Potential for skewed population due to breed misidentification

Potential for skewed population due to breed misidentification

The study author does not explain how breeds are identified, but the reader supposes that the breed is taken off either license or citation paperwork. This means that, in the case of a license, the owner decides what a dog’s breed is. In the case of a citation, an animal control officer probably decides what a dog’s breed is.

This naturally leads to a serious question about identification accuracy, especially since most dogs are not purebred. For instance, animal control officers may have been inclined to over-identify troublesome dogs as “pit bulls” because the category is broad and vaguely defined, and because Ohio’s state law at the time gave animal control more tools to deal with problematic “pit bulls” than with other types of problematic dogs, thus encouraging them to declare dogs “pit bulls.”
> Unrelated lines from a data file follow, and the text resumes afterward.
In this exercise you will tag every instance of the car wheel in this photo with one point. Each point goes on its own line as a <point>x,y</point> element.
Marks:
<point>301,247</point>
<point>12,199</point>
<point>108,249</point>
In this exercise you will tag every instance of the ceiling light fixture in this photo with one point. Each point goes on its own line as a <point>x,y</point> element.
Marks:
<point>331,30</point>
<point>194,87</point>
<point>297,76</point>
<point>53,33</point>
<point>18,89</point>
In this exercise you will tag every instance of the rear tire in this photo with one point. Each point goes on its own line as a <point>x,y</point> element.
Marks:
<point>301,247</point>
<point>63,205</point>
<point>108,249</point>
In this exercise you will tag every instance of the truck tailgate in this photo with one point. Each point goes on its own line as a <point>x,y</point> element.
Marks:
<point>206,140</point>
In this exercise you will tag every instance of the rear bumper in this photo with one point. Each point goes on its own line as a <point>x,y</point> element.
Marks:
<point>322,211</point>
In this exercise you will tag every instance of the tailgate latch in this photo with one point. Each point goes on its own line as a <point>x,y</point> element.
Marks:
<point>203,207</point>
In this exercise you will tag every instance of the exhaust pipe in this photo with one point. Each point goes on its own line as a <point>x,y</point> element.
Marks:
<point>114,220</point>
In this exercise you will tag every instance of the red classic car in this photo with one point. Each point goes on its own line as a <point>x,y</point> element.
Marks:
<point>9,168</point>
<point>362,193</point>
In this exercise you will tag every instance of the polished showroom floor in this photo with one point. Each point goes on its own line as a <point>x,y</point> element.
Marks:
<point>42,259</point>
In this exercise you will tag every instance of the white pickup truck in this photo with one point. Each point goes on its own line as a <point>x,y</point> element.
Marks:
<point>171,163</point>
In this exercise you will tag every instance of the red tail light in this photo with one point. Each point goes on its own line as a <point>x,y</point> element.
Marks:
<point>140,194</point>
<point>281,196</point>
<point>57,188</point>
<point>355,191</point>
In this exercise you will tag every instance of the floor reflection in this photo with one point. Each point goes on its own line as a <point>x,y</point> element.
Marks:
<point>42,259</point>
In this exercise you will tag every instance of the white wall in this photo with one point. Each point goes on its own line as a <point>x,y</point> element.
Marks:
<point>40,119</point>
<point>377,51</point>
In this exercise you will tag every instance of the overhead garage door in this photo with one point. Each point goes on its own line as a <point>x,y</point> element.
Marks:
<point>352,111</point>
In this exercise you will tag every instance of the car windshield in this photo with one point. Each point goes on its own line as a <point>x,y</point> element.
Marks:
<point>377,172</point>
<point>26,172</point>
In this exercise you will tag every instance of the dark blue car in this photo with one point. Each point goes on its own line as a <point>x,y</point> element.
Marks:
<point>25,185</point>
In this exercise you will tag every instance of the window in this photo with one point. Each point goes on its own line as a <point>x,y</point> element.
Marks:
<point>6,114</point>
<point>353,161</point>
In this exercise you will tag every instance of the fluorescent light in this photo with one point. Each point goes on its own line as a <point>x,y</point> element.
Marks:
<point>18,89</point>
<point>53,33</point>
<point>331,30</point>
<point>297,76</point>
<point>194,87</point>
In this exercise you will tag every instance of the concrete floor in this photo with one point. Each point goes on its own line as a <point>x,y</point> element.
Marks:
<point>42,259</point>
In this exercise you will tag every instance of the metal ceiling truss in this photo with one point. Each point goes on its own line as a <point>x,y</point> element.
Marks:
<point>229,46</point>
Barnes also observes that “some owners license a HR [high risk] dog such as a Pit Bull as another breed, such as Boxer” to avoid the automatic designation of “vicious” that Ohio placed on pit bulls. Obviously, this suggests that Barnes’s population may be skewed due to the effects of BSL; some dog owners were intentionally misidentifying their dog’s breed, and Barnes has no ability to correct for this problem. This means that data for the other breeds tallied by Barnes may actually have been data for pit bull mixes that were intentionally recorded by the owners as a different breed.

Barnes also includes two “breeds” that aren’t recognized by any reputable kennel club—the “Ahra” and the “Terripoo.” It is not clear what an Ahra is, but Terripoo might be a mix of poodle and terrier, so the latter, at least, should have been included as a “mixed breed.”